Bu arada tarihçiler, hastalığı
nedeniyle vefat eden ve caminin açılışını göremeyen 2. Selim'in, ihtişamlı
camiyi İstanbul yerine neden eski başkent Edirne'de yaptırdığını ise değişik
şekillerde açıklıyor.
Avrupa'ya yapılan seferlerin
artması, 2. Selim'in şehzadeliği sırasında vaktinin çoğunu Edirne'de geçirmesi
ve kentin Rumeli'nin kapısı olarak görülmesi bu açıklamalardan bazıları. (http://www.trthaber.com/haber/kultur-sanat/mimar-sinanin-ustalik-eseri-selimiye-243513.html)
Bunları okuduktan sonra, tekrar gidersem daha dikkatli
bakacağım :)
Hayli kalabalıktı. Camiden
çıkıp aşağı indik ve hemen dibindeki arastanın çay bahçesinde çay içtik. 2 liraydı
çaylar. Lezzetliydi de. Kılavuz beğendiyse sorun yok :)
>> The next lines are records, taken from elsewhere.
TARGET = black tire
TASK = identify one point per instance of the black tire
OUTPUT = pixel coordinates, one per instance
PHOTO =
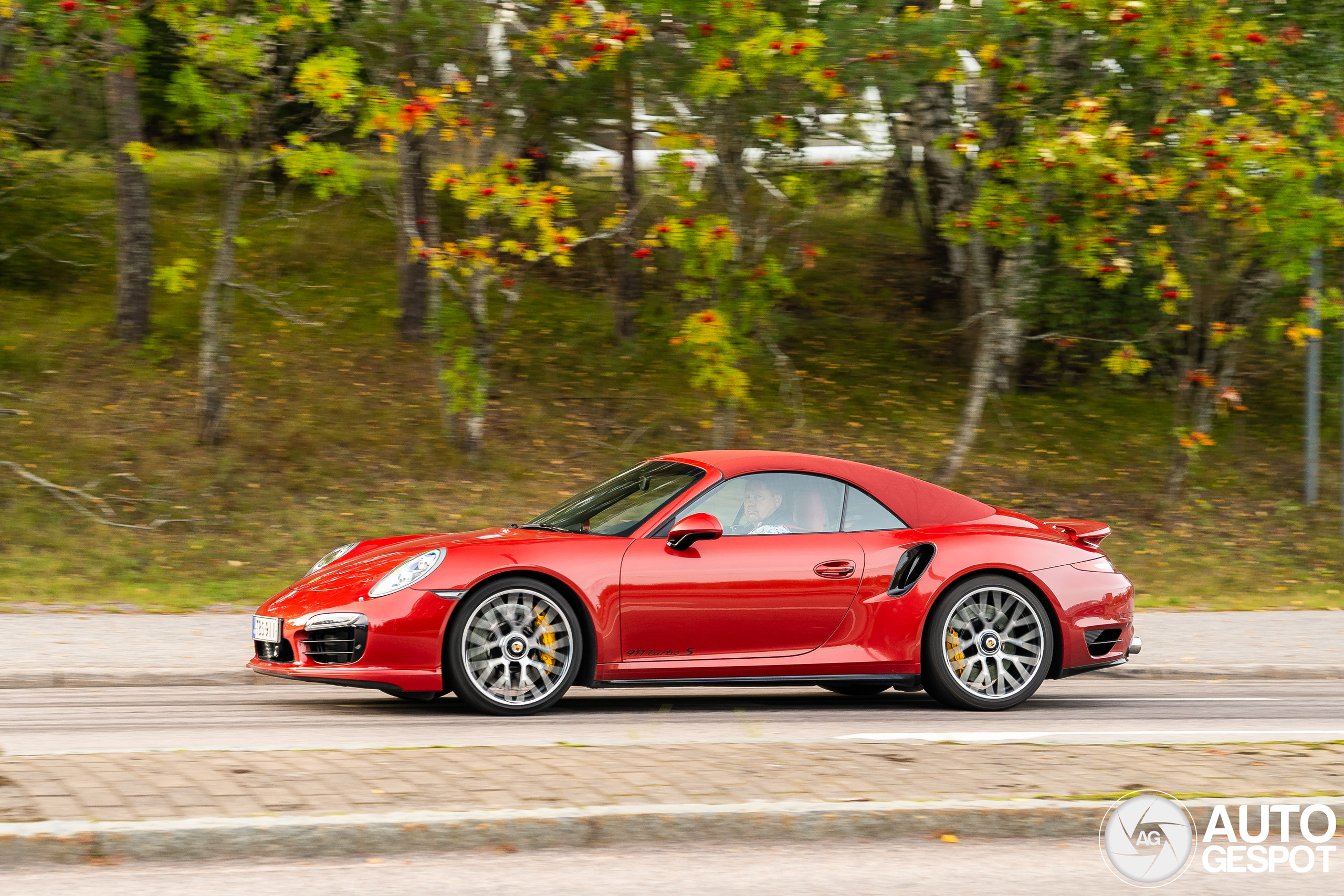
(857, 688)
(1009, 671)
(519, 614)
Kılavuz, ağaçların güzel gölgesinde lezzetli çayı bulunca
yayılıyordu ki engel oldum; istikamet Meriç.
Hava sıcak olduğu için ilk plan yürüyerek gitmek yerine
dolmuşa binsek mi dedim. Malum onun yakın dediği yol ile benim yakınım farklı :)
Birilerine sorunca gerek yok, yürüyerek beş dakika
bile sürmez varmanız deyince ikna oldum.
Önce Tunca nehri ve
üzerindeki köprüye varıyorsunuz.
Faytonlar, bisikletliler, yayalar, motorlu araçlar...
curcuna...
Daha sonra Meriç...
Sağlı sollu lokantalar, düğün ve eğlence salonları.... ile çevrili...
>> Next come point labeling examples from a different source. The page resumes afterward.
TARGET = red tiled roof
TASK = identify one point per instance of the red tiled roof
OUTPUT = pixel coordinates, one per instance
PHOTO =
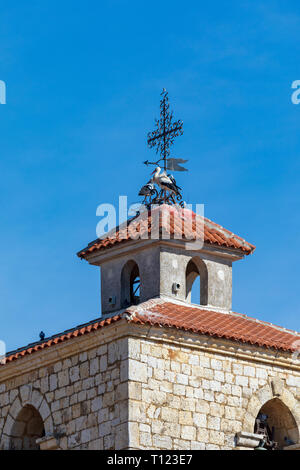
(80, 331)
(184, 224)
(156, 312)
(231, 326)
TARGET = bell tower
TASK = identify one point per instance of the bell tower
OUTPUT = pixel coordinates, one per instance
(165, 248)
(136, 270)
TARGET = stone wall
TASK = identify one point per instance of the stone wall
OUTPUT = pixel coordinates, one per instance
(183, 397)
(82, 399)
(138, 387)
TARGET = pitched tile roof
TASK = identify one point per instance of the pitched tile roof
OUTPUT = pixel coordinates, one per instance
(157, 312)
(184, 224)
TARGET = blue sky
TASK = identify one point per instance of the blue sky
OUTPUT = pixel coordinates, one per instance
(83, 82)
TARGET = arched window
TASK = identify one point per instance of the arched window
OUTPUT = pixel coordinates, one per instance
(130, 284)
(277, 425)
(196, 281)
(28, 427)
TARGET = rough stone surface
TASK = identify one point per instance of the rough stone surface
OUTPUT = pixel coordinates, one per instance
(148, 392)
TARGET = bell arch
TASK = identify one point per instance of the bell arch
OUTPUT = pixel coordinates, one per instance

bir mesire alanı olmuş buralar... Öğretmenevinin ve karşı kıyıda da Belediyenin
lokalleri var ayrıca. Kılavuz bizi Edirne Belediyesinin yerine götürdü.
İyi ki de götürmüş. Canlı müzik çok güzeldi: klarnet, flüt,
keman, gitar ve çello ( ?) Son dört
parçaya yetişmişiz.
Kılavuzumuz keman çalanı da tanıdı arkadaş:) Trakya dediğin
el kadar yer:) Grubun başı da kemancıydı
zaten. Barış Akarsu'ya benzettim çok. Trakya Oda Orkestrası oluşumunda çok
konserler vermişmiş burada. Benimki klasik müzik hastasıdır da. Ben de her gün
türkü dinliyom son ses:)
Menüde sıcak soğuk içecekler dışında tostlar vardı. Küçük çay 1.5 liraydı. Türk kahvesi 5 lira diye hatırlıyorum şu anda.
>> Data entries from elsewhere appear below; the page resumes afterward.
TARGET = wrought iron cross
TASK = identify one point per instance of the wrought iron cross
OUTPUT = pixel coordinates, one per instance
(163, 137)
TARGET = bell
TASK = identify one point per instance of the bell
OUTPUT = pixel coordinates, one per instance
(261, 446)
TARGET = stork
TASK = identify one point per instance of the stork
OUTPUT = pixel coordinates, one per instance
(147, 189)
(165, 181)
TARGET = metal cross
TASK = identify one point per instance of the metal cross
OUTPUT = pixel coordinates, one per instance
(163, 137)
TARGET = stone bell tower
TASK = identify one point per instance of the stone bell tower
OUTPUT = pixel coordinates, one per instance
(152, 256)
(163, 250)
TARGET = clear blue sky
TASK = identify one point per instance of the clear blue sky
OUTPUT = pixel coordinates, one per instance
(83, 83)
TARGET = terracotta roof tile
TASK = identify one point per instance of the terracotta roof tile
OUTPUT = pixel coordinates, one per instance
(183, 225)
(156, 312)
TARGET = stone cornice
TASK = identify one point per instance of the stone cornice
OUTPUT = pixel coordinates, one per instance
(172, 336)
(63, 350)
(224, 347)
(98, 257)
Kıyıya bir şeyler yapıyorlar ama ne olduğunu çözemedik. Bazı ağaçların eksildiğini söyledi kılavuzum. |
Köprü üzerindeki dinlenme mahfillerinden tavan detayı: kalem işleri |
Geride, köprü üstündeki dinlenme alanlarında padişahlar durup kahve içerlermiş. Yanımdan geçen biri ötekine anlatıyordu. Onun yalancısıyım. |
Irmakları çok severim, fakat çamurlu- bulanık ve donuk
olmamak kaydıyla. Bu anlamda Tunca ve Meriç ölü gibiydiler gözümde ama yine de
sevdim. Elbette bizim ülke olarak tabiata saygımız sonsuz ve göz zevkimiz
fevkalade güzel olduğu için çevre düzeni ve temizliği açısından hiçbir eksik yoktu
(!)
Dönüşte Saraçlarda bir çay daha içmek isteyen beyimiz
sebebiyle otogara geç kalışımızdan ilk yazıda bahsetmiştim. O haftanın son
aksiliği bu değildi ama Allahtan pazartesi günü Mars, yıldız evimden çıktı:)
Güzel bir gezi olmuş aslında geriye bakınca, şimdi bir gece kalsa mıydık diye
hayıflanıyoruz hatta.
Tunca ve Meriç nehirleri ne kadar güzel, bunların üzerinde gezi teknesi hatta tek kişilik, çok kişilik kano ne iyi olur. Caminin mimarisi muhteşem.
YanıtlaSilSandallar vardı aslında. Sanırım kiyidaki işletmelere aitti.